Erasme se défie de ces inventeurs qui « se vantent de
tout savoir et ne savent rien ».
« Rien de plus périlleux que follier par raison »
écrit, pour sa part, Corneille d'Agrippa (Anvers, 1530). Héritée
de la Renaissance, l'optique (et avec elle, l'illusion, la représentation,
l'artefact) était considérée comme «mystification
». Quant à la perspective, on l'interprétait comme un
système factice » (2). « Au lieu d'être
exaltés » écrit Baltrusaitis, les Arts et les
sciences sont présentés « sous le signe de la Mort. »
(3). Car ce sont des objets du savoir, tel un Triangle, un Globe terrestre,
un Compas qui entourent ces dignes « Ambassadeurs »

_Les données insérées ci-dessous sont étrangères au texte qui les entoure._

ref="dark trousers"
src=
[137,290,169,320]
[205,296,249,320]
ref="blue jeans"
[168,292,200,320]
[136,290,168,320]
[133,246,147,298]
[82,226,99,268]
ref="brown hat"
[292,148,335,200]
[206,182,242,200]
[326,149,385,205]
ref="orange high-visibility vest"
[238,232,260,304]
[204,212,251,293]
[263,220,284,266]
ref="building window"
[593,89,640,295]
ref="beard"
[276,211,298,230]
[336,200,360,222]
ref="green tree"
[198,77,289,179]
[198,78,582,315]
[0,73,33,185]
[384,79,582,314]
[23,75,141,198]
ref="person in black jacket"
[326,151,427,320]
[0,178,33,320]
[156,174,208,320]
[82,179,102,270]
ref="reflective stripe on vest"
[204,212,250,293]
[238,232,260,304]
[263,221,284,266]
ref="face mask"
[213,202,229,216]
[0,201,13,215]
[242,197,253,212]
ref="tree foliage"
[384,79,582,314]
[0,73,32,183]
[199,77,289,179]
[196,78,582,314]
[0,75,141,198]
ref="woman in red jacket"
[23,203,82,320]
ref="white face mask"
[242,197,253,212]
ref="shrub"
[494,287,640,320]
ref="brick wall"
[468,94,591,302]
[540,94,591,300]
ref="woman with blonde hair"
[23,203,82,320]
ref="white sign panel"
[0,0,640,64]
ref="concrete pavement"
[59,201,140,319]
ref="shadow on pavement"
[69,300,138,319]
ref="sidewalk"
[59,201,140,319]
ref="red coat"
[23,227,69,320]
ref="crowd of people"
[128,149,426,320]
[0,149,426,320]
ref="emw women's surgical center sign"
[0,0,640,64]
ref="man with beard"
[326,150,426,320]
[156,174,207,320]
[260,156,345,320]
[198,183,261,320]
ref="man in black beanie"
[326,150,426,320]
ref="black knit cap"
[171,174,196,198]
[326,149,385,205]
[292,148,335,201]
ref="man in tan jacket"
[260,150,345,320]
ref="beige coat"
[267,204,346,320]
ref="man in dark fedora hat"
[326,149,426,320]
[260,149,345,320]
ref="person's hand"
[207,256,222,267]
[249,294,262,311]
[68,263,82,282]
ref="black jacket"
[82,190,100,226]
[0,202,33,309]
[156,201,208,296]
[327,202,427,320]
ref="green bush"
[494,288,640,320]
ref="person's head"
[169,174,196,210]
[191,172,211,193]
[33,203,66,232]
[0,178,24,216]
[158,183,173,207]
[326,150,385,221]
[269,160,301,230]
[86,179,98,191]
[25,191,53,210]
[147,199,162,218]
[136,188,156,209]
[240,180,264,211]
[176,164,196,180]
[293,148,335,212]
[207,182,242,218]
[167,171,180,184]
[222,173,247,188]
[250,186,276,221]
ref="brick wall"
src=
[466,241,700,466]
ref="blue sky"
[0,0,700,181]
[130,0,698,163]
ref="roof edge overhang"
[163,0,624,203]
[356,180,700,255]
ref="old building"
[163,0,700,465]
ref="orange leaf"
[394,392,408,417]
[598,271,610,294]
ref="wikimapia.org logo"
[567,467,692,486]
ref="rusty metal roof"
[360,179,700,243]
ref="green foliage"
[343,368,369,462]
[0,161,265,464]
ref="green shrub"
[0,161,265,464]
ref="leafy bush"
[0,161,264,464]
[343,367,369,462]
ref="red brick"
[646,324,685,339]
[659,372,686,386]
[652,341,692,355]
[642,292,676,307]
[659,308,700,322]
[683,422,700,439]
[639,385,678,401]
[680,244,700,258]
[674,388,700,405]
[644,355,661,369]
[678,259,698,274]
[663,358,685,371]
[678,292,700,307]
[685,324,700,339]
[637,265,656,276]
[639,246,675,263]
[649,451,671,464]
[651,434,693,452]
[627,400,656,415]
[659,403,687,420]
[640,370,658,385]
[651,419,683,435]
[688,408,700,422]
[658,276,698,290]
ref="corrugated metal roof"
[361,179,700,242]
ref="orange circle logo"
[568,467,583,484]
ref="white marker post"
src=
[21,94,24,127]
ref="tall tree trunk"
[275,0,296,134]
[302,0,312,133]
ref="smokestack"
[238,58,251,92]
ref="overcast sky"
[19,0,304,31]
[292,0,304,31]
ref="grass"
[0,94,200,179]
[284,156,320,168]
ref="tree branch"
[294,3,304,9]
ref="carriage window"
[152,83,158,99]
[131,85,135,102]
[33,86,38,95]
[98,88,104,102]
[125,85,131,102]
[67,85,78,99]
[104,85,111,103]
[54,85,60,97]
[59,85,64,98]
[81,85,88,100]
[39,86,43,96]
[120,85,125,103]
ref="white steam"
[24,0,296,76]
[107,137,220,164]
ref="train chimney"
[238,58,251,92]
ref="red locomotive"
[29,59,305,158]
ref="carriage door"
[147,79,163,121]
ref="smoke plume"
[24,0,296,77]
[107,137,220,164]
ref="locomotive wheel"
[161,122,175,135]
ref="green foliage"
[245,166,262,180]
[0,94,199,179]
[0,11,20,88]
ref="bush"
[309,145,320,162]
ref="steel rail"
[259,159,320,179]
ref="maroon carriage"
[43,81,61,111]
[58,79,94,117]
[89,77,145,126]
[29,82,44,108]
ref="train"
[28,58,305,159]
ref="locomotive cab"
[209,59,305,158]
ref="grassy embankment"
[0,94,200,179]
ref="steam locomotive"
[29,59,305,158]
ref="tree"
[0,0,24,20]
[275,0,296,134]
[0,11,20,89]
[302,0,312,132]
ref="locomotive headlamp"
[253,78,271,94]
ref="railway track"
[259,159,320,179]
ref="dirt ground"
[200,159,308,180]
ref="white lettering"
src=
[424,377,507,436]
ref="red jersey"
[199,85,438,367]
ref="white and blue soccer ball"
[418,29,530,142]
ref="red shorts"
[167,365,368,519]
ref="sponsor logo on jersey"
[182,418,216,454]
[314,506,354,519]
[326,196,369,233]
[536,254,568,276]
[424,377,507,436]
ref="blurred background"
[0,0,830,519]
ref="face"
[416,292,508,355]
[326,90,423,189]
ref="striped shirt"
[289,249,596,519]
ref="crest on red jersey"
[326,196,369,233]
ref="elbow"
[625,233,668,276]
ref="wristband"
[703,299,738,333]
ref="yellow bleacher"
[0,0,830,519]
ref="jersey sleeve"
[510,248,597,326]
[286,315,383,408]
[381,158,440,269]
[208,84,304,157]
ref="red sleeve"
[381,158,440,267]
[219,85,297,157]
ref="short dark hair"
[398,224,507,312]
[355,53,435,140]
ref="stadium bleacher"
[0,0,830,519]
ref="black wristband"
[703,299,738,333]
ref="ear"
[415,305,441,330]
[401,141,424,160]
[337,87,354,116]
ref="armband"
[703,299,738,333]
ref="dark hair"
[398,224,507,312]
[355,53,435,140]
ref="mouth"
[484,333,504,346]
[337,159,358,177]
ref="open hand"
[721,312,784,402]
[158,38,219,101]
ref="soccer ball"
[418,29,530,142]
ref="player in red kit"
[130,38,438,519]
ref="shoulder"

peints par Holbein, tandis que, contre toute logique, trône en suspension
au centre de la pièce, une forme anamorphique abstraite...
La perspective de la mystérieuse figure,une fois redressée,
laisse deviner un crâne humain, symbole de cette destruction et annihilant
les pouvoirs des Arts et des Sciences, placés au niveau de toute
jouissance terrestre, épicurienne, arrogante ou athée.
A l'instar du trompe-l'oeil en peinture, la photographie des « Ambassadeurs »
de Verdier s'auto-dénonce à travers ce renvoi à la
symbolique de l'anamorphose chez Holbein, (ce crâne mortel au pieds
de dignes ambassadeurs). D'informe, cette forme en devient « moteur »
de l'image,que celle-ci soit de nature artisanale, chimique ou mécanique.
Mettant ironiquement à nu son propre système d'illusion, qu'elle
exhibe comme aberrant, l'Image se renverse, se retourne comme une poche.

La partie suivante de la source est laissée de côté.